Neither of them said a word as they pulled up behind the still unsuspecting German and Branse opened fire. Flames leapt from the engine cowlings as the Junkers was hit, and it began to wilt. But it still flew on, wallowing and undecided, and the flames dwindled. Branse hit the Junkers again in the same place, the port engine, and the fire broke out afresh. The enemy aircraft sagged and went into an ever-steepening dive, and then it exploded into the ground.
Only the glowing wreckage of their victim, scattered across the fields, disturbed the darkness below them. Branse banked the Mosquito around, and started to climb back towards their patrol line. They reached their beat and settled down to wait, keeping station in that wide arc of unseen fighters ringing the target. Inside, the Pathfinders were lining themselves up, making sure of their aiming points, and then the target indicators went down.

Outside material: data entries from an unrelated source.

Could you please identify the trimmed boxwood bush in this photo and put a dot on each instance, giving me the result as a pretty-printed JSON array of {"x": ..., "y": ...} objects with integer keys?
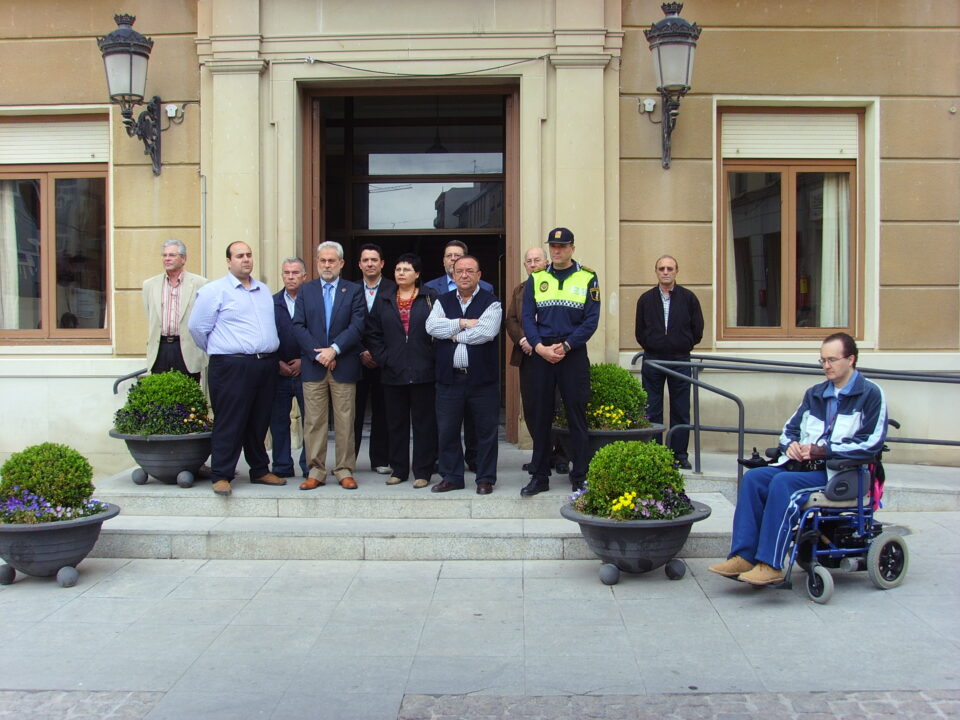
[
  {"x": 169, "y": 403},
  {"x": 630, "y": 480},
  {"x": 57, "y": 473},
  {"x": 617, "y": 400}
]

The German fighters would now come heading in from miles around and, after a while, their flares began to stab the darkness. Branse and Bill went off to search around one or two that were fairly close. But they did not pick up any contacts, so they went on waiting and watching, curbing their impatience and resisting the temptation to rush off in the direction of the fireworks. They knew that they must not leave a dangerous gap in the ring of night fighters which was standing guard out there in the darkness.
Nearly three-quarters of an hour passed after their first combat, and the bombers were already heading for home before Bill got another contact. They turned off in pursuit, and as soon as they straightened out behind their target Bill realised that this one was not going to be so easy. The blip showed from its position that the other aircraft was four miles away, and it was swinging about the tube in a way that suggested that regular, routine evasive action was being taken. But there was nothing half-hearted about the evasion, and even at long range Bill had to start taking quite severe counter-action in order to follow it. The closer they got the harder they had to work. This one was an old hand, taking no chances. Branse had scarcely got the Mosquito twisting into one manoeuvre than Bill was pouring out instructions for another.
And all through Bill's commentary, woven into the constant stream of instructions, there were clear-cut word pictures which told Branse where to look for the target, and how it was behaving.
The occasional acknowledgements Branse made were scarcely noticed by Bill. The tubes told him far better than any words how short the time lag was between his calling an order and its execution by Branse, and slowly they closed in. Bill was getting dry in the mouth, but at twelve hundred feet Branse raised his voice to stem the torrent of words and said that he could see their target.
Bill was longing to have a look, but there was a note of warning in Branse's voice, and he kept his head down on the set. The blip had locked itself in that fixed position that it always did when the pilot could see and follow the target; but even then the Mosquito was being thrown about in the heat of the chase, and Bill was being lifted out of his seat at one moment and having his face jammed down on the visor the next.